D’abord fournir le soin aux blessés par le développement d’un projet complet de support médical et psychologique des familles des victimes, de traitement des addictions pour les soldats du front, de formation à l’entrepreneuriat des vétérans.
Ensuite, préparer des dirigeants pour la société post-conflit et prévenir la fuite des cerveaux, en intégrant le bénévolat de terrain au sein des municipalités dans le cursus académique, en multipliant les coopérations scientifiques internationales, ou encore en favorisant la création de centres d’études ukrainiennes dans les universités européennes pour contrer le narratif russe.
Enfin, renforcer la résilience des étudiants pour qu’ils conservent de l’espoir en combattant le ressentiment, par l’animation spirituelle de leurs internats, intégrant le logement des professeurs, et en les préparant à être des « ambassadeurs » de leur pays.

Cette question majeure des vétérans et des blessés de guerre a été le point commun très prégnant de nos visites. Nous avons ressenti l’impact de la guerre par ces témoignages et rencontres : en visite au centre Don Bosco pour les orphelins et enfants vulnérables, avec un match de foot pour des jeunes amputés d’une jambe – il y a 150 000 personnes amputées en Ukraine et le territoire ukrainien recouvert de mines représente la moitié de la superficie de l’Allemagne, à Caritas Ukraine avec la rencontre d’une sorte de club de vétérans, venant se réunir et échanger là avec leur famille, le dimanche. Plusieurs d’entre eux étaient mutilés et tous paraissaient marqués par cette guerre qui cause aux soldats des traumatismes psychiques profonds, que les associations caritatives chrétiennes ont à cœur de traiter, afin de resocialiser
ces vétérans, de recréer du lien avec leurs familles et de les aider à « se reconstruire », selon l’expression d’un des intervenants sur « l’expérience de vie durant la guerre » : Oleh Tsyunovsky, qui a perdu un bras et une jambe (il a une prothèse) sur le front.
Ce voyage nous a permis de nous rendre compte de façon tangible de la dureté des conditions endurées par les Ukrainiens, notamment les soldats et vétérans, mais également les civils, même si nous étions dans une zone beaucoup plus épargnée que d’autres par les bombardements.

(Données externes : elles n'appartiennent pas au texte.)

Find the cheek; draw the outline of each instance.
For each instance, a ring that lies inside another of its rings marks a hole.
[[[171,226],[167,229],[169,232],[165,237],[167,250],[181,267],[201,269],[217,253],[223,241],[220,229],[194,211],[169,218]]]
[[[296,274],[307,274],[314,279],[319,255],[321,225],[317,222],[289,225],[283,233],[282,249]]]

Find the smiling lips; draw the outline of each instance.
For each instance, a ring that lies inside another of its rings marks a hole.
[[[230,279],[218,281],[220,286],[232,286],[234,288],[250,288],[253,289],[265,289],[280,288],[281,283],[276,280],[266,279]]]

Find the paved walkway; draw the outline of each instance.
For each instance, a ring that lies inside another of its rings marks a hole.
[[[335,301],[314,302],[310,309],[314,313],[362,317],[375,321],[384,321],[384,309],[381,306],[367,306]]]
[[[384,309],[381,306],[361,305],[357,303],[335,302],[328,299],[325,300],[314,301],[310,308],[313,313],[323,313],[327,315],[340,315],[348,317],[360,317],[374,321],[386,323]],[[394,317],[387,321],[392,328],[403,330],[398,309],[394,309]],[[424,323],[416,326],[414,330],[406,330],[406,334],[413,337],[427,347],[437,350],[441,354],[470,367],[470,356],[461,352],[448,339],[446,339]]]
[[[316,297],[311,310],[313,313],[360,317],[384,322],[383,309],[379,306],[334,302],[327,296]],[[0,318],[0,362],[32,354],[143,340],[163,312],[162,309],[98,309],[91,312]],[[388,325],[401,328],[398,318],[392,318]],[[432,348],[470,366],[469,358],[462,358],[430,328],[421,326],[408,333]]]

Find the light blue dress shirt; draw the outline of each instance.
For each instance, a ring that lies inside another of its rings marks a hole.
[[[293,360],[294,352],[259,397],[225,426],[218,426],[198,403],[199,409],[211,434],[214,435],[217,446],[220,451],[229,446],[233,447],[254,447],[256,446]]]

Surtout, nous avons pu être témoins de la résilience de la société, capable d’auto-organisation, et du courage des Ukrainiens qui nous ont paru faire preuve de cohésion, d’unité, avec un sentiment national bien ancré et déjà forgé par l’histoire. Ainsi, en dépit de l’afflux considérable de réfugiés, il n’y a pas de personnes à la rue. Caritas Ukraine fort de 2 500 employés, de 11 000 volontaires a pu répondre, avec d’autres, dès l’invasion russe, aux besoins urgents de la population civile. Cette organisation développe treize programmes dans une approche globale des besoins, depuis le relogement, l’assistance financière, les soins psychiatriques ou des personnes âgées, la protection de l’enfance, jusqu’au support à la création d’activités individuelles de subsistance.

Nous avons aussi été touchés par l’esprit européen qui souffle à Lviv, dans les monuments, les églises de confessions variées et l’atmosphère de cette belle ville, qui souffre de ne pas être autant mise en valeur
que Cracovie par laquelle nous sommes passés.

Dès lors, nous avons ressenti l’importance primordiale de l’Union européenne (UE) pour l’Ukraine. Union européenne sans laquelle elle n’aurait pas pu et ne pourrait encore résister à l’agression russe, et notre responsabilité vis-à-vis de ce pays, qui se bat aussi pour notre liberté à tous, en Europe.
Dans ce contexte, nous avons exhorté nos amis ukrainiens à rester fidèles dans l’avenir aux valeurs démocratiques, de l’État de droit, et de liberté. De l’autre côté, le besoin est criant d’un statut ad hoc permettant une entrée progressive dans l’Union.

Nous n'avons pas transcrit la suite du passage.